PHOENIX — Federal forestry officials did nothing wrong in agreeing to allow hunters to take their motorize vehicles off road in a national forest to retrieve their big-game kills, a federal appeals court ruled Wednesday.
The 9th Circuit Court of Appeals acknowledged the rules of the U.S. Department of Agriculture generally prohibit off-road motorized travel in the Kaibab National Forest. The purpose is to protect critical habitat and prevent harassment of wildlife.
But Judge Milan Smith Jr., writing for the unanimous three-judge panel, said Heather Provencio, as supervisor of the Kaibab National Forest, was within her authority to allow vehicles to go up to a mile off the roads in the forest.
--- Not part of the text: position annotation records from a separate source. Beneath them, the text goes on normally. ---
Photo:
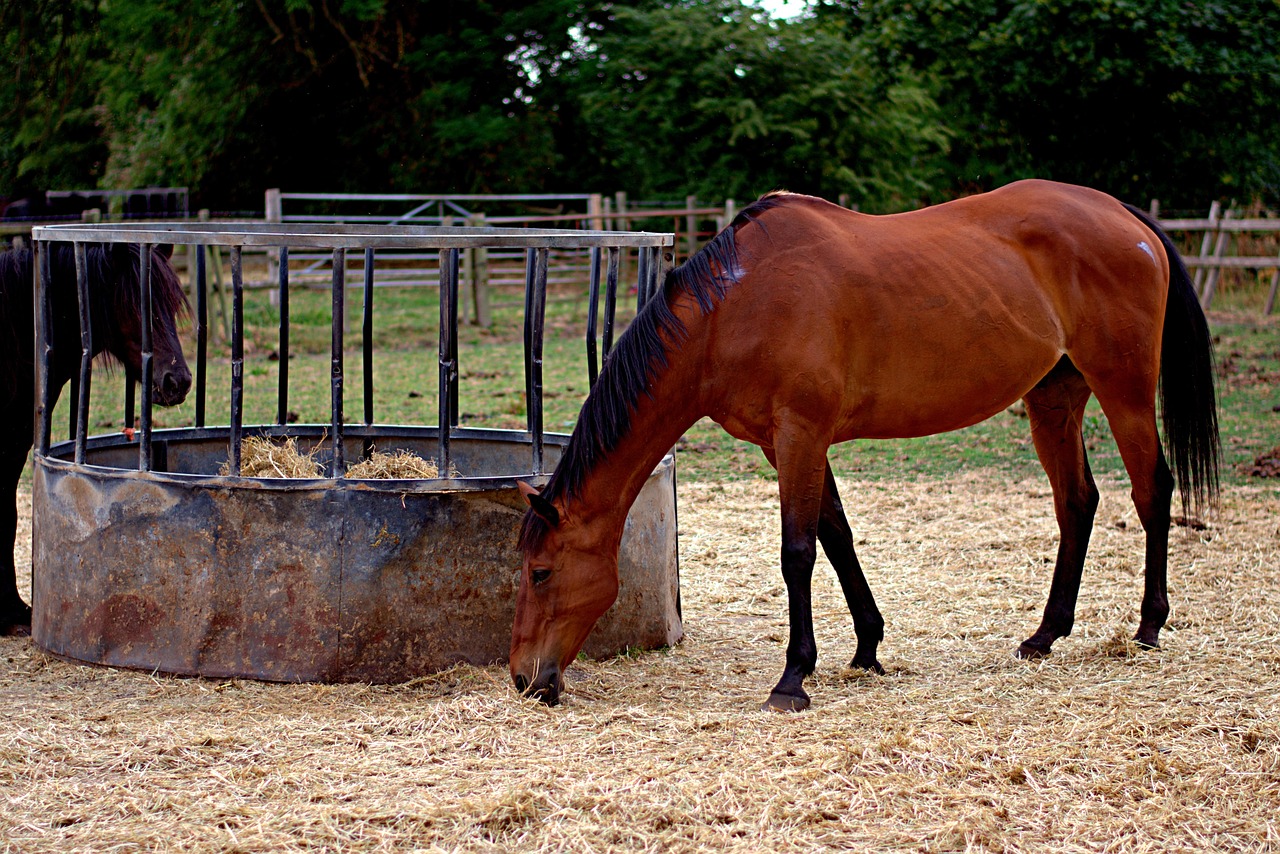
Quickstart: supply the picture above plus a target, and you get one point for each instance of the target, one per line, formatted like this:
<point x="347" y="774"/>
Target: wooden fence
<point x="489" y="278"/>
<point x="1226" y="242"/>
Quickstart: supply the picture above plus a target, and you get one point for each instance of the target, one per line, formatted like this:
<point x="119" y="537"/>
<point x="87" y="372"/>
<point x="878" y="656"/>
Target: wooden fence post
<point x="1215" y="273"/>
<point x="479" y="282"/>
<point x="1271" y="296"/>
<point x="620" y="205"/>
<point x="215" y="257"/>
<point x="1215" y="213"/>
<point x="690" y="225"/>
<point x="595" y="213"/>
<point x="273" y="211"/>
<point x="730" y="213"/>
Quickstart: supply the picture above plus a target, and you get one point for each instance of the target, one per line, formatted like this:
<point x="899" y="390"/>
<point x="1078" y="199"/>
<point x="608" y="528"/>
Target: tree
<point x="51" y="135"/>
<point x="1138" y="97"/>
<point x="711" y="96"/>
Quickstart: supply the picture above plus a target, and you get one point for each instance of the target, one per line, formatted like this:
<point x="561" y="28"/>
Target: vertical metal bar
<point x="593" y="366"/>
<point x="282" y="406"/>
<point x="530" y="263"/>
<point x="201" y="329"/>
<point x="448" y="348"/>
<point x="368" y="334"/>
<point x="86" y="366"/>
<point x="611" y="301"/>
<point x="237" y="427"/>
<point x="44" y="407"/>
<point x="339" y="318"/>
<point x="147" y="356"/>
<point x="643" y="278"/>
<point x="535" y="398"/>
<point x="455" y="279"/>
<point x="658" y="272"/>
<point x="129" y="402"/>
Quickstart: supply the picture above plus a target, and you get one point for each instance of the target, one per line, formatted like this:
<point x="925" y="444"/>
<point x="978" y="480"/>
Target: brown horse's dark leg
<point x="837" y="542"/>
<point x="800" y="487"/>
<point x="1056" y="411"/>
<point x="1152" y="494"/>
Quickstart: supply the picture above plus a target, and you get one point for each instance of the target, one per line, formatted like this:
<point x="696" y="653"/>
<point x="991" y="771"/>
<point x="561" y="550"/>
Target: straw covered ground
<point x="958" y="747"/>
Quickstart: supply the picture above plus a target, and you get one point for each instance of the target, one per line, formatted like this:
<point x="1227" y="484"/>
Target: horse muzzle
<point x="170" y="387"/>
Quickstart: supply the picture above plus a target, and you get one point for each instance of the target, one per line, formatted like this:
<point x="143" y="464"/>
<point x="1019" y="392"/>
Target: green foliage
<point x="50" y="133"/>
<point x="1138" y="97"/>
<point x="892" y="104"/>
<point x="712" y="97"/>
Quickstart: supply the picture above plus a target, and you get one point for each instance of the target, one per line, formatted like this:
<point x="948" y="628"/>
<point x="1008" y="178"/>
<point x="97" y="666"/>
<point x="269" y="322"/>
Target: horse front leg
<point x="800" y="487"/>
<point x="837" y="542"/>
<point x="14" y="613"/>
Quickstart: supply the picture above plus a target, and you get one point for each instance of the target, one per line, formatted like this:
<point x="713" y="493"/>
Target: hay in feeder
<point x="264" y="457"/>
<point x="397" y="465"/>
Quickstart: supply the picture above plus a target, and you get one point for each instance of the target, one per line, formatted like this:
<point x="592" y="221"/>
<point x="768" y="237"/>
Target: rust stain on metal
<point x="324" y="583"/>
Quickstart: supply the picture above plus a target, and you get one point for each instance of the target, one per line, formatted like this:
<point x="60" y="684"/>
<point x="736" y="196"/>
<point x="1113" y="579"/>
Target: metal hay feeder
<point x="145" y="557"/>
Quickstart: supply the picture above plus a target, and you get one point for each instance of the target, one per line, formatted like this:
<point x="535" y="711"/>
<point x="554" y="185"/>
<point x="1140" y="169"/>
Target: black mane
<point x="113" y="273"/>
<point x="639" y="357"/>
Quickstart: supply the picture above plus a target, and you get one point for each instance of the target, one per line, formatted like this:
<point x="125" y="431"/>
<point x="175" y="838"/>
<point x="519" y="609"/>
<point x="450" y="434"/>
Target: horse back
<point x="931" y="320"/>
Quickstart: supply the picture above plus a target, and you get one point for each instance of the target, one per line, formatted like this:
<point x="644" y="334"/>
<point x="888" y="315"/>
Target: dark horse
<point x="804" y="324"/>
<point x="115" y="322"/>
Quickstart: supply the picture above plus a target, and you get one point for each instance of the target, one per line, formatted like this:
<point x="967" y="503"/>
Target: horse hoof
<point x="785" y="703"/>
<point x="16" y="622"/>
<point x="1028" y="651"/>
<point x="17" y="629"/>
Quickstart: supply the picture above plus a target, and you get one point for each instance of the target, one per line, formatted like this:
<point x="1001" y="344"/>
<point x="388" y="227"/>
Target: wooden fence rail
<point x="1220" y="249"/>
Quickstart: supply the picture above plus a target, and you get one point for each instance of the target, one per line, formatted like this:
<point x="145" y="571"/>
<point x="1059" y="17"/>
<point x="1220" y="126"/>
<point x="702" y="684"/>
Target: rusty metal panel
<point x="325" y="581"/>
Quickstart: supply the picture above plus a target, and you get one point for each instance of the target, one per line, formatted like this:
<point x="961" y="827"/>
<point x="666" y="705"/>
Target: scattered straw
<point x="958" y="748"/>
<point x="397" y="465"/>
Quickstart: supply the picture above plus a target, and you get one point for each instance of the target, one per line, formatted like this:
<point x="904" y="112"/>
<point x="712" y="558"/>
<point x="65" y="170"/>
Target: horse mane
<point x="113" y="273"/>
<point x="638" y="359"/>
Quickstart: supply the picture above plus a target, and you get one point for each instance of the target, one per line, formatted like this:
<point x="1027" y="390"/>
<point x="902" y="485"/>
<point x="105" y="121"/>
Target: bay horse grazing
<point x="115" y="323"/>
<point x="804" y="324"/>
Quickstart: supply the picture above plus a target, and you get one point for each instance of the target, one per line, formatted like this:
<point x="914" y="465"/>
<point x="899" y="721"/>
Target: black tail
<point x="1187" y="401"/>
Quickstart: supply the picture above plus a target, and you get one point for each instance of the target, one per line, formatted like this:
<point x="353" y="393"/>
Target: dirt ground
<point x="958" y="747"/>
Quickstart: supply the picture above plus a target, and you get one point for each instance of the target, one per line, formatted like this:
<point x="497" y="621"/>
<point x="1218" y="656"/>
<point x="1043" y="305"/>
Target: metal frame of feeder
<point x="606" y="249"/>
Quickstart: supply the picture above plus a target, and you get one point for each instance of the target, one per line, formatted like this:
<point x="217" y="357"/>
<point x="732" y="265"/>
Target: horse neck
<point x="657" y="423"/>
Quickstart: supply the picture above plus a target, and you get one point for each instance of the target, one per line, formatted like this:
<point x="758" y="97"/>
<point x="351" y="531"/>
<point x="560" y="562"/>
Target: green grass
<point x="493" y="396"/>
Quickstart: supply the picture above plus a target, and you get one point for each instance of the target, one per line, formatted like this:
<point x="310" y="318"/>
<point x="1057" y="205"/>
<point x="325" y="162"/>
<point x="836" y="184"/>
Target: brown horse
<point x="804" y="324"/>
<point x="115" y="320"/>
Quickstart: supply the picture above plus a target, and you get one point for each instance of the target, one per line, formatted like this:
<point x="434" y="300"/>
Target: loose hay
<point x="397" y="465"/>
<point x="959" y="747"/>
<point x="1266" y="465"/>
<point x="264" y="457"/>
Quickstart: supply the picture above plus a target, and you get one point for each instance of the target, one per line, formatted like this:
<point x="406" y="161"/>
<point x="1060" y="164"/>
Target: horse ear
<point x="539" y="505"/>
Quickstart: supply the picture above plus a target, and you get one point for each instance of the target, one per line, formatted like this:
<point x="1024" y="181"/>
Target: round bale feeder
<point x="151" y="549"/>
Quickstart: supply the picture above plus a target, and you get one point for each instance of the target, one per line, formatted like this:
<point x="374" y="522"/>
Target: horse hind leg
<point x="1138" y="441"/>
<point x="1056" y="411"/>
<point x="837" y="542"/>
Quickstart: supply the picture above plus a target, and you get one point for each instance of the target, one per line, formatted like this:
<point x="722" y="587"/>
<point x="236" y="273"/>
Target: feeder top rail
<point x="350" y="237"/>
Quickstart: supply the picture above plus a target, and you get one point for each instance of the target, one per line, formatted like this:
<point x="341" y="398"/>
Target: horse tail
<point x="1187" y="400"/>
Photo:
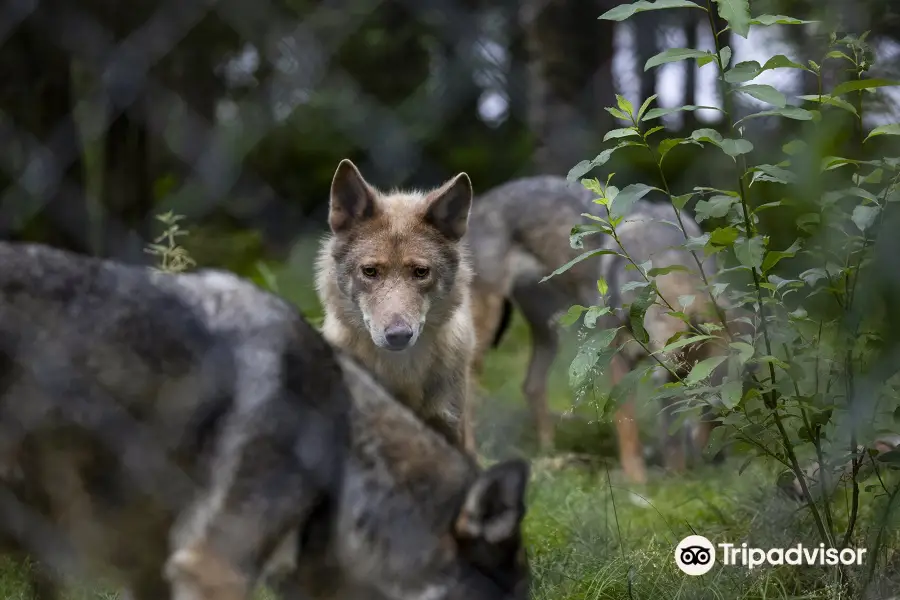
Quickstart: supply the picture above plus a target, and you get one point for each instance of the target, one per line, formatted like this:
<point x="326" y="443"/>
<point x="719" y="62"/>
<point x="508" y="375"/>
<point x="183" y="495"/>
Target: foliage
<point x="172" y="257"/>
<point x="797" y="345"/>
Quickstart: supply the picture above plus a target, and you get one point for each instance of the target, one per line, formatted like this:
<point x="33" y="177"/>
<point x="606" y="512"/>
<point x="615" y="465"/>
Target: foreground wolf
<point x="191" y="434"/>
<point x="393" y="279"/>
<point x="519" y="233"/>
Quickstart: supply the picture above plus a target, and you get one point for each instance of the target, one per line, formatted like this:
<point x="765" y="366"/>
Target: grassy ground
<point x="589" y="540"/>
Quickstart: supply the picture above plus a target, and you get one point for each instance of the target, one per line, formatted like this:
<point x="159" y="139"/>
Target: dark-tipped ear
<point x="495" y="504"/>
<point x="448" y="207"/>
<point x="352" y="198"/>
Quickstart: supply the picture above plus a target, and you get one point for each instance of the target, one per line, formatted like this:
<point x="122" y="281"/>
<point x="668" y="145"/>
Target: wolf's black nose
<point x="398" y="336"/>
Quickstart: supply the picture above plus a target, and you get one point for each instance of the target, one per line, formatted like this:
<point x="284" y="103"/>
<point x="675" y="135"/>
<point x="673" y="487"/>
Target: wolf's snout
<point x="398" y="335"/>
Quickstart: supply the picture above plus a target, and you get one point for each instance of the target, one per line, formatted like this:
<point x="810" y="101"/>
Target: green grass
<point x="587" y="538"/>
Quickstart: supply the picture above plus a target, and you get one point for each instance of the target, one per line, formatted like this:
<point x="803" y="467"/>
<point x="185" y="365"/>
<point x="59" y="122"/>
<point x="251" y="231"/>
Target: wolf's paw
<point x="198" y="573"/>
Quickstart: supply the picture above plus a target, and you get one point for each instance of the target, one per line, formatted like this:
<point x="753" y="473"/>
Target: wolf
<point x="520" y="232"/>
<point x="192" y="436"/>
<point x="393" y="279"/>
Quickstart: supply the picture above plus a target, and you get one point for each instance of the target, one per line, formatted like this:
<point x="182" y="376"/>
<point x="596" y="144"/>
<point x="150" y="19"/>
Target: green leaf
<point x="891" y="456"/>
<point x="636" y="312"/>
<point x="772" y="258"/>
<point x="731" y="147"/>
<point x="577" y="260"/>
<point x="833" y="162"/>
<point x="624" y="11"/>
<point x="585" y="166"/>
<point x="594" y="313"/>
<point x="863" y="84"/>
<point x="749" y="252"/>
<point x="743" y="71"/>
<point x="581" y="231"/>
<point x="683" y="342"/>
<point x="772" y="173"/>
<point x="747" y="70"/>
<point x="627" y="197"/>
<point x="839" y="55"/>
<point x="734" y="148"/>
<point x="572" y="315"/>
<point x="725" y="55"/>
<point x="602" y="286"/>
<point x="723" y="236"/>
<point x="645" y="106"/>
<point x="731" y="392"/>
<point x="617" y="133"/>
<point x="791" y="112"/>
<point x="679" y="202"/>
<point x="673" y="55"/>
<point x="890" y="129"/>
<point x="661" y="112"/>
<point x="703" y="369"/>
<point x="737" y="13"/>
<point x="864" y="216"/>
<point x="767" y="20"/>
<point x="714" y="208"/>
<point x="624" y="105"/>
<point x="745" y="351"/>
<point x="657" y="271"/>
<point x="617" y="113"/>
<point x="830" y="100"/>
<point x="780" y="61"/>
<point x="588" y="355"/>
<point x="765" y="93"/>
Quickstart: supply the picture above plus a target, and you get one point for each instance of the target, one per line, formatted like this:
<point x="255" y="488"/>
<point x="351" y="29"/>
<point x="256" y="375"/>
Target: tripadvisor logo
<point x="696" y="555"/>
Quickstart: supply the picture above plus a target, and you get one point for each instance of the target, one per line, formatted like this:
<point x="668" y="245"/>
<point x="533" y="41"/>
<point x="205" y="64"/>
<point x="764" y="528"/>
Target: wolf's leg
<point x="280" y="454"/>
<point x="538" y="308"/>
<point x="630" y="450"/>
<point x="673" y="442"/>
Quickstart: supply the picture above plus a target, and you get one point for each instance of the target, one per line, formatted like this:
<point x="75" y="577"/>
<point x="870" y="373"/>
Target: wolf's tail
<point x="505" y="320"/>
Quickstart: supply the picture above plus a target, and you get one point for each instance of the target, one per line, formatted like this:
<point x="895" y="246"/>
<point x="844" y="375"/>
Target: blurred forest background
<point x="235" y="113"/>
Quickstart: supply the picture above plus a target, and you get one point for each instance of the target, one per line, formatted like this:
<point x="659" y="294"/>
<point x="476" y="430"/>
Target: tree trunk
<point x="36" y="100"/>
<point x="570" y="63"/>
<point x="646" y="30"/>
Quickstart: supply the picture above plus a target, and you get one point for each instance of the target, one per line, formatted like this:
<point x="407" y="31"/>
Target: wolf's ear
<point x="448" y="207"/>
<point x="495" y="504"/>
<point x="352" y="198"/>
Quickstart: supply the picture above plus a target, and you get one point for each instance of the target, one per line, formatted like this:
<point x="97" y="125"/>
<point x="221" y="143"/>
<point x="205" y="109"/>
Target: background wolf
<point x="179" y="429"/>
<point x="519" y="233"/>
<point x="393" y="280"/>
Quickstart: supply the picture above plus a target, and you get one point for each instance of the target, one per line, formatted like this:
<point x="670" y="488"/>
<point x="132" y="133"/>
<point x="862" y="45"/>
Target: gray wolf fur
<point x="191" y="435"/>
<point x="519" y="233"/>
<point x="393" y="278"/>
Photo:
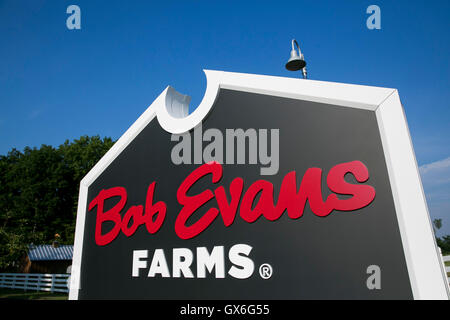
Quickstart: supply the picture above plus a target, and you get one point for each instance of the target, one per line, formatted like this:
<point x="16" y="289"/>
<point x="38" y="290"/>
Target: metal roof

He said the exemptions — to allow hunters to drive their vehicles off-road to retrieve the animals they killed — were limited in time and scope.
And Smith said the fact that regional officials were skeptical of the plan allowing the off-road use does not preclude the final decision by the Forest Service from giving the go-ahead.
“The fact that a preliminary determination by a local agency representative is later overruled at a higher level within the agency does not render the decision-making process arbitrary and capricious, as agencies are fully entitled to change their minds as long as the proper procedures were followed,” he wrote.
At one point there had been no regulation of off-road use in national forests. Then, several years ago, officials in the Kaibab National Forest enacted various regulations barring off-road use by vehicles. The fight is over that decision to create an exception to allow hunters to go up to a mile off certain routes in in the forest to pick up big game, such as elk.
Environmental groups who sued, including WildEarth Guardians, the Grand Canyon Wildlands Council, the Wildlands Network and the Sierra Club, created maps they said showed allowing that off-road use exemption left 90 percent of the Kaibab forest unprotected from the motorized vehicles. They specifically cited potential danger to the habitat of Mexican spotted owls and the black-footed ferret, both endangered species.
But Smith noted the regulations adopted by the Department of Agriculture — the one the Forest Service used to come up with the specific rules here — contain a provision allowing the use of motor vehicles at some “specified distance” of certain forest roads or trails where motor vehicle use is allowed, both for “dispersed camping” and “retrieval of a downed big game animal by an individual who has legally taken that animal.”
And the court rejected arguments by challengers that allowing such activity within a mile violates the requirement that the activity be “limited” and only on “certain” roads.